奇妙な家族

 さやかも遺伝子操作をされて誕生した人間だった。さやかの場合、言語能力に秀でた人間を目的として、遺伝子を操作され生産されたが、予想外の欠陥が生じていた。つまり、たとえ、卵子と精子とが合体できたとしても、受精卵にならないという奇妙な卵子を作り出す卵巣を保有する人間として、さやかは出来上がった。このような例は多く、今のところ、何らかの欠陥を保有する遺伝子操作された人間が数多く生産されている。

 

 さやかは、スタッフに5歳という年齢を教えられ、孤児院の前に立たされたが、その年齢も本当の年齢かどうかは、はっきりしない。この年齢が本当であれば、さやかは30歳ということになるが、見かけは、JKに見える。背は低く、童顔なため、セーラー服を着せても誰も疑わないほどの、少女っぽさを持っている。ドクターと出会ったさやかとアンナは、彼のモルモットとして9年にわたる共同生活を送っている。

 

 さやかの趣味は、ゲームと推理で、男性にはあまり興味がない。拓也を一時的に好きになったが、自ら身を引いて拓也をアンナに譲った。二人は、お互いに共同生活を望んでおり、死ぬまで愛人関係を続けることにしている。さやかは、時々ウツになる精神病を持っているが、特に問題なのは、知能殺人犯になってしまうことだ。すでに、天誅と称して数人の政治犯を暗殺している。それらは、さやかの高度な知能を使った完全犯罪だ。

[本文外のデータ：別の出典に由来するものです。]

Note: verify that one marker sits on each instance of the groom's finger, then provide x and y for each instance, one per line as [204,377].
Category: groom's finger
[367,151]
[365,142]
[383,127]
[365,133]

 さやかは、これからも暗殺を計画しているが、アンナには極秘でドクター、ルーシー、桂会長、とともに実行することにしている。アンナに子供が生まれたならば、暗殺に反対するに違いないと考えたからだ。さやかは、宇宙というエネルギー現象を理解しており、人間の共食い行為は、宇宙現象と考えている。したがって、さやかは、自分の暗殺は共食いのひとつで、宇宙の法則からすれば、正当なものと考えている。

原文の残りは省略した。